En la sociedad actual, refractaria a toda consideración ética, todos estos grandes relatos no dejan de ser voluntades orientadas hacia un fin, proyectos promisorios, en los que escasea la fundamentación positivista y cuya legitimidad racional se halla en algo tan intangible como es su consecución. Es decir, en un final, sin plazo predeterminado, que deberá cumplirse en un futuro, que obviamente puede darse o no. Por tanto, todos estos grandes relatos son materia de litigio, tanto en cuanto nadie puede constatar su veracidad ni garantizar su consecución. Es decir, que nuestras sociedades han sido guiadas por la creencia o fe en algo que todavía no ha sucedido y que quizá nunca llegue a suceder. Es más, la experiencia demuestra que ninguno de estos relatos lleva camino de realizarse. Al contrario, el devenir histórico va suministrando indicios que van deslegitimando todas y cada una de las certidumbres contenidas en los metarrelatos. El conocimiento no parece domeñar la irracionalidad que alberga en su interior la humanidad, el proletariado parece haber renunciado a la lucha de clases mientras los pobres son cada vez más numerosos y la tecnología y la robótica capitalista generan cada vez más desempleo. Es más, el duelo por todo este fracaso, como decía Freud, nos está llevando a retirar la investidura libidinal, sublimada en los grandes proyectos sociales, y a volcarla sobre uno mismo, hasta el punto de que el narcisismo es hoy día el modo hegemónico del pensamiento y de la acción en la sociedad.

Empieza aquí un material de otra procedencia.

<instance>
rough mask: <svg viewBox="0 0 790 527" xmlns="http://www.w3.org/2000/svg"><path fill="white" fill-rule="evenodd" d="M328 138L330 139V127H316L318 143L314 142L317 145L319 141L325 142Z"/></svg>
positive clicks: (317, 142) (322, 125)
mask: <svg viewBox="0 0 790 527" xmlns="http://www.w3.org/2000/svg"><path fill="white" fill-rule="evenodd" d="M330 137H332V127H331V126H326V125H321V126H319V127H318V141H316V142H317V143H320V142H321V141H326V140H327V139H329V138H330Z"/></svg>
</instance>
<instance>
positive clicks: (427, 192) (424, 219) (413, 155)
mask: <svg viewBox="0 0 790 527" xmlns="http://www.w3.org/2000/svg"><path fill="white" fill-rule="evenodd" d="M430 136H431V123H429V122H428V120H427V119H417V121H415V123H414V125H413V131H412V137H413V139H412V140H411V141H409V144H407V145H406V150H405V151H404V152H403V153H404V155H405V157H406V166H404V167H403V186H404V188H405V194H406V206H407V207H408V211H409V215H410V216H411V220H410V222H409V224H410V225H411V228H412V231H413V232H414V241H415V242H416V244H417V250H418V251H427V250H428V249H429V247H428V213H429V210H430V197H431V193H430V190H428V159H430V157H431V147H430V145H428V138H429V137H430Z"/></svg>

Todo relato de emancipación humana debe partir de la posibilidad y de la capacidad real para su realización. Y sería razonable darles una fecha aunque sea aproximada para su consecución, pues los proyectos sine die por definición se escapan a toda posibilidad de evaluación. Obviamente tanto la posibilidad como la capacidad no bastan con relatarlas, sino que es preciso probarlas. Y la mejor manera de probar la veracidad de un proyecto es evaluar los hechos históricamente acaecidos en un tiempo determinado, por ejemplo un siglo. Y la conclusión es que todos los grandes relatos emancipadores de la humanidad han quedado invalidados en el curso de los últimos cien años. La sinrazón de las dos grandes guerras mundiales y el terrorismo yihadista bastan para recusar la tesis de la racionalidad ilustrada, lo que no es sorprendente, pues en un mundo donde hay prisa para hacerse rico, pensar y saber hacen perder el tiempo. El derrumbe de los países comunistas, el fracaso de la lucha de clases y la acumulación de grandes capitales refutan la tesis del materialismo dialéctico. La Gran Depresión de 1930 o la crisis financiera mundial de 2008 y sus graves consecuencias, como son las dramáticas desigualdades, la pobreza, la hambruna y la exclusión social, contradicen la doctrina neoliberal. Y la vocación universal de todos los grandes relatos es desmentida por la diversidad insuperable de las diferentes culturas, cuya disposición diacrónica, reforzada por sus orígenes míticos, raciales y lingüísticos, aseguran su perpetuación en el tiempo.

Lo cierto es que ninguno de los grandes relatos ha traído aparejada una sociedad más justa. Al contrario, en este mundo globalizado, monetarista y de libre comercio se corre el riesgo de que se instaure la dictadura del capitalismo. En fin, en la medida en que se vislumbren las consecuencias nihilistas que tiene para la ciudadanía el desplome de los grandes relatos, quizá se empiece a aceptar el imperio de la relatividad y a renunciar a nuestra tradicional visión del mundo. Y partiendo de la negación de toda certidumbre y creencia política, queda la sinergia entre una ciudadanía empoderada que luche por un mundo más justo y la socialdemocracia, microrrelato pragmático mejor adaptado a la realidad, por lo que con más garantías permite armonizar el totalitarismo capitalista con la justicia social, mediante su firme voluntad fiscal recaudatoria y su capacidad correctora y redistributiva de la riqueza.